I look forward to the reports on the finished project.

mondo
October 27, 2009 12:35 am

Andrew. You ask: “So the question in my mind is: how does the albedo of old tires compare to asphalt?”
An observation. I bought one of those laser temperature measurement devices from Bunnings (the Oz equivalent of Home Depot). On the day of the tragic fires in Victoria, I measured the air temperature at our place in the country (far away from the fires) by pointing the device at the sky – 35 deg C. I then pointed it at the ground surface – 65 deg C. We had some tyres sitting there. I pointed it at those – 75 deg C. Really! I was amazed.

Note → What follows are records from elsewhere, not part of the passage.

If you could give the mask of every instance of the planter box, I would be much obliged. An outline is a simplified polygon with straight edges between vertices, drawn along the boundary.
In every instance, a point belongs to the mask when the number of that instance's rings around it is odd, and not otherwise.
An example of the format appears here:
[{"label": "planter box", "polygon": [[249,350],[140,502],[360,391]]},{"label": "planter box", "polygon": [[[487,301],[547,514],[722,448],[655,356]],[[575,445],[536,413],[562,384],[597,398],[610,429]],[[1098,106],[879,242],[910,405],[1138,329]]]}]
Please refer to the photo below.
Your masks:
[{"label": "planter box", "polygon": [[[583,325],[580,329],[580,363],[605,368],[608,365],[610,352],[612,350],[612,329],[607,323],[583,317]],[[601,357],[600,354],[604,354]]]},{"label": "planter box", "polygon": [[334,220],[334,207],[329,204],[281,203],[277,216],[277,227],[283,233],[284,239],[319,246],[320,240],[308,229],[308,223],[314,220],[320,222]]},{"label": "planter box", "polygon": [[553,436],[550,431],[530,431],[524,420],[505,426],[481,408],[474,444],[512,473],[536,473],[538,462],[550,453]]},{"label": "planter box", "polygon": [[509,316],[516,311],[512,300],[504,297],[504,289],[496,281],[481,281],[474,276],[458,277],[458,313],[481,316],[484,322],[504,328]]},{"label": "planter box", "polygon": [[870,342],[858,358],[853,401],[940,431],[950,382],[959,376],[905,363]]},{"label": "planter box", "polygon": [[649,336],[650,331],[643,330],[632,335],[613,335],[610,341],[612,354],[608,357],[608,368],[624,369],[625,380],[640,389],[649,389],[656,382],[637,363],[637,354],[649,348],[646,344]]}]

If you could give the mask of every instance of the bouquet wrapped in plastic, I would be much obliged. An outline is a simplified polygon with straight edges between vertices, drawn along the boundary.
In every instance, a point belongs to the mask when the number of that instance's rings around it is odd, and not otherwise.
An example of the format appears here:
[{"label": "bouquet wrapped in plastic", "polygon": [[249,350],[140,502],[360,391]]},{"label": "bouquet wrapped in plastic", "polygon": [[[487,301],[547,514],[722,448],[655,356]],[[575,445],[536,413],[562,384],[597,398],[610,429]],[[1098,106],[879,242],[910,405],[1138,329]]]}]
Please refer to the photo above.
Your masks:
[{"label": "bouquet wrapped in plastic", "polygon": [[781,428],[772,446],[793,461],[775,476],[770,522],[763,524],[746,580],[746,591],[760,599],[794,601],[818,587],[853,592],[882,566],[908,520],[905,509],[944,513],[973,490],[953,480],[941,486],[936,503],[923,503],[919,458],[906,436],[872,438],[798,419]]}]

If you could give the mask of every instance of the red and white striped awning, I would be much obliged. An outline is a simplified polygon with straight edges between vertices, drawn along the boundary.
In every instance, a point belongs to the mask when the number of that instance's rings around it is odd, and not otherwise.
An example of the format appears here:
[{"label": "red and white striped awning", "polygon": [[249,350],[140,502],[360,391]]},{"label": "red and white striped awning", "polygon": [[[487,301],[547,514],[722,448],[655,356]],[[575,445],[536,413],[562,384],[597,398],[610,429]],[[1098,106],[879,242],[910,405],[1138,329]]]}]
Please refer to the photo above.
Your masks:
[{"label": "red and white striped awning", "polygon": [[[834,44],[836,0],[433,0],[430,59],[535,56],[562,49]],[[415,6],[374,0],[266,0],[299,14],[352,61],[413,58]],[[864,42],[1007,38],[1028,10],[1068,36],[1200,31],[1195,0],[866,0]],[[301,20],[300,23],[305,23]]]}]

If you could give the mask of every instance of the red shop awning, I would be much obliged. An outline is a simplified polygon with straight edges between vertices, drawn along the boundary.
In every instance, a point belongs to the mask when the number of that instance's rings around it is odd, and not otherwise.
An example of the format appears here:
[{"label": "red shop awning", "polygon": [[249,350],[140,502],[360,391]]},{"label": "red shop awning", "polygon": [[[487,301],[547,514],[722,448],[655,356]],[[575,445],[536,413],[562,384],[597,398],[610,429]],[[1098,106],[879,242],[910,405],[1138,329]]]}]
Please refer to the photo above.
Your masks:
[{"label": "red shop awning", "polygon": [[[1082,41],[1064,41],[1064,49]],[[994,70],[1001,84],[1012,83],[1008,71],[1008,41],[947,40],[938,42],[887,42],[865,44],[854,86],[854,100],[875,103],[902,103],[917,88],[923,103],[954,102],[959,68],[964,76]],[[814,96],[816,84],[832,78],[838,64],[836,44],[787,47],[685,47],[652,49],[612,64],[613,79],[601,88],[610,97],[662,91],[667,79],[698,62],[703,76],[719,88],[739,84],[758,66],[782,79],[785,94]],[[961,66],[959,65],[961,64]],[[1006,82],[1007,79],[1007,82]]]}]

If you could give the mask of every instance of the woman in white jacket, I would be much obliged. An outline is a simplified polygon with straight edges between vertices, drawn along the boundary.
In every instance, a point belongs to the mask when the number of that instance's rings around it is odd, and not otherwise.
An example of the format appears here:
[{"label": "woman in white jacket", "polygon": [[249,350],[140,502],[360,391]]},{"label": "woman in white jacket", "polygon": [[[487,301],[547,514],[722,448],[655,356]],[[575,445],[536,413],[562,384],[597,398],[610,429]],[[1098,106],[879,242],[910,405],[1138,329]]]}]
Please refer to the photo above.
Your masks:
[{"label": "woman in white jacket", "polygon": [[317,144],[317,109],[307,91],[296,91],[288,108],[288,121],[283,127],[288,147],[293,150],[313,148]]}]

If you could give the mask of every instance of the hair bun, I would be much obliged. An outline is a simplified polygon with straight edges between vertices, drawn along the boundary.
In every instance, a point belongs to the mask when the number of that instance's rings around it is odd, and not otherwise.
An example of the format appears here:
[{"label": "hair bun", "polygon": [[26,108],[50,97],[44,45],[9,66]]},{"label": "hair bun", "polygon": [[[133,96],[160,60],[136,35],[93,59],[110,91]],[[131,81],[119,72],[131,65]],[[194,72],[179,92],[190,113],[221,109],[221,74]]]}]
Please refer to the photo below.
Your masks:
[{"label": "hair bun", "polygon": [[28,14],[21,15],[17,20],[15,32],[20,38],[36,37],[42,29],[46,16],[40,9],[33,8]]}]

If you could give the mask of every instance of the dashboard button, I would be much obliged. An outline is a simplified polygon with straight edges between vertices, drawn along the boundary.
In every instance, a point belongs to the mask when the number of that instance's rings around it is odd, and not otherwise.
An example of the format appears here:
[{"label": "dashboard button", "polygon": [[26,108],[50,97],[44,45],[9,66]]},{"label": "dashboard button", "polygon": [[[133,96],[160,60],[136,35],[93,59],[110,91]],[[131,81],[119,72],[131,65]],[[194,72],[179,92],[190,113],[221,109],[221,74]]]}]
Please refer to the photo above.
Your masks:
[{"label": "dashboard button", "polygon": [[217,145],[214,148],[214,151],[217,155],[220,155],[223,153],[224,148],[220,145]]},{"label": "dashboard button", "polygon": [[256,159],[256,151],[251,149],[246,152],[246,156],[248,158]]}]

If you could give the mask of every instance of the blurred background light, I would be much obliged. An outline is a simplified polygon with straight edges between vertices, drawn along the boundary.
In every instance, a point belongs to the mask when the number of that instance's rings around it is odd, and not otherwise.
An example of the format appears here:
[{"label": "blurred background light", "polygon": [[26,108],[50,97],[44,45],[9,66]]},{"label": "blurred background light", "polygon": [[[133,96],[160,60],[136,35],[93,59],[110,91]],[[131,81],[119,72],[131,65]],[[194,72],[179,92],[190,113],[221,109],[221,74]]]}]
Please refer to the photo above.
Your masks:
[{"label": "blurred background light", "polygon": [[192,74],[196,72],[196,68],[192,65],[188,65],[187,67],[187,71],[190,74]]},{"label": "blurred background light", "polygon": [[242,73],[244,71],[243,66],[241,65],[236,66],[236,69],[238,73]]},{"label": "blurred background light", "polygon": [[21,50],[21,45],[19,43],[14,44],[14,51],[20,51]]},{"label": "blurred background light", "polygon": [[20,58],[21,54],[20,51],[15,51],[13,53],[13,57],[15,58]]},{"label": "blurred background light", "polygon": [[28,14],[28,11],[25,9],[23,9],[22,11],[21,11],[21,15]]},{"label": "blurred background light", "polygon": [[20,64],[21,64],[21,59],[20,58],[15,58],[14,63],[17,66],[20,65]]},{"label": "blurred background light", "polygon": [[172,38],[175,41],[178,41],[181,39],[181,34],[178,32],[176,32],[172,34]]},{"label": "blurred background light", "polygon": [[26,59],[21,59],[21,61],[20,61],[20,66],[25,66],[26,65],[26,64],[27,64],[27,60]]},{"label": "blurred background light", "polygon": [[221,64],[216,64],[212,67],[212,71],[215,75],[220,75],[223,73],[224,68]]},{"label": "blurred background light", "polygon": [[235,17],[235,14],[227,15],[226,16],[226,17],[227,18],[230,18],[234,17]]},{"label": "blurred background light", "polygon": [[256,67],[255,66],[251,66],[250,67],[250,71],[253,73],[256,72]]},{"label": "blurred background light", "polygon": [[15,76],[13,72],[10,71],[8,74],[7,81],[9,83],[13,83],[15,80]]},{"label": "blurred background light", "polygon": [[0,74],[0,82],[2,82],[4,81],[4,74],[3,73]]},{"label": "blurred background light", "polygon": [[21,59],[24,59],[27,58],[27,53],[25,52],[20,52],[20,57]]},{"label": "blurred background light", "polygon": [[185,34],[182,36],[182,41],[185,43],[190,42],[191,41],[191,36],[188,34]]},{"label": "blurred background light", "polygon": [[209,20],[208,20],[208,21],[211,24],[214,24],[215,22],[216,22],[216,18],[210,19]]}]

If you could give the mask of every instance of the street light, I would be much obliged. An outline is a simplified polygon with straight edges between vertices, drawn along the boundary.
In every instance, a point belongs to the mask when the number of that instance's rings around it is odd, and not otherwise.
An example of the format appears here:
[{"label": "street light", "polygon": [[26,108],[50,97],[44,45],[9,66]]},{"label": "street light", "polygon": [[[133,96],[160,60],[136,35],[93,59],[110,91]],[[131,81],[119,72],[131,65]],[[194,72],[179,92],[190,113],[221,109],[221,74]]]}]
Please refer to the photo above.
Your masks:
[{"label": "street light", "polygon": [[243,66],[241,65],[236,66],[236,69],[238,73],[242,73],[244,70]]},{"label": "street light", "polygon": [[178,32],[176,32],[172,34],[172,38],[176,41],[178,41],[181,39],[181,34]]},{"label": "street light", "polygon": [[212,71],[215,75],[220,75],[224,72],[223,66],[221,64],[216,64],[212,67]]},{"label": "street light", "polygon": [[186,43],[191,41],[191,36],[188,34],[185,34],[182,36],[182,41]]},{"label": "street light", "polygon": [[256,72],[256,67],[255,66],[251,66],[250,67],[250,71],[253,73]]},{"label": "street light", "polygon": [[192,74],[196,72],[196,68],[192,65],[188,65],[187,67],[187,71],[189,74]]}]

Presumably asphalt has a similar behaviour.

Adam Gallon
October 27, 2009 1:42 am

Re mondo (00:35:20) :
I was watching the Malaysian MotoGP on Eurosport.
The commentators noted something along the lines of Air Temperature 31C, Track Temperature 51C!
That was just beforethe heavens opened and the contents of Lake Huron landed upon the track in about a minute.

October 27, 2009 1:50 am

Rather than the warming/cooling effects of the environment I suspect that the bigger problem is that the environment changes, if the site is to have any value for recording climate changes. Clearly, it doesn’t look like the owner cares much about keeping the vegetation (or junk) the same over the years.
It looks like there is a rain gauge there as well. Its siting looks even worse than that of the thermometer. Clearly, the dense vegetation will make the rainfall measurements highly suspicious.
Elsewhere in the world the temperature is usually measured 2 meters above the ground. That makes the readings somewhat less affected by the ground albedo. Why not also in the US?

Lulo
October 27, 2009 2:24 am

The biggest problem at this site is the forest regrowth. I bet overnight minima have been rising like mad.

H.R.
October 27, 2009 2:27 am

Not clear if 7 days of readings were missing or if the reader was missing for 7 days…
“Dr. Livingstone, I presume?”

dearieme
October 27, 2009 2:52 am

“NOAA/NWS usually does not concern itself with the measurement environment. As long as the station produces data, they are generally satisfied”: so they can have no intellectually serious claim to be pursuing science, then.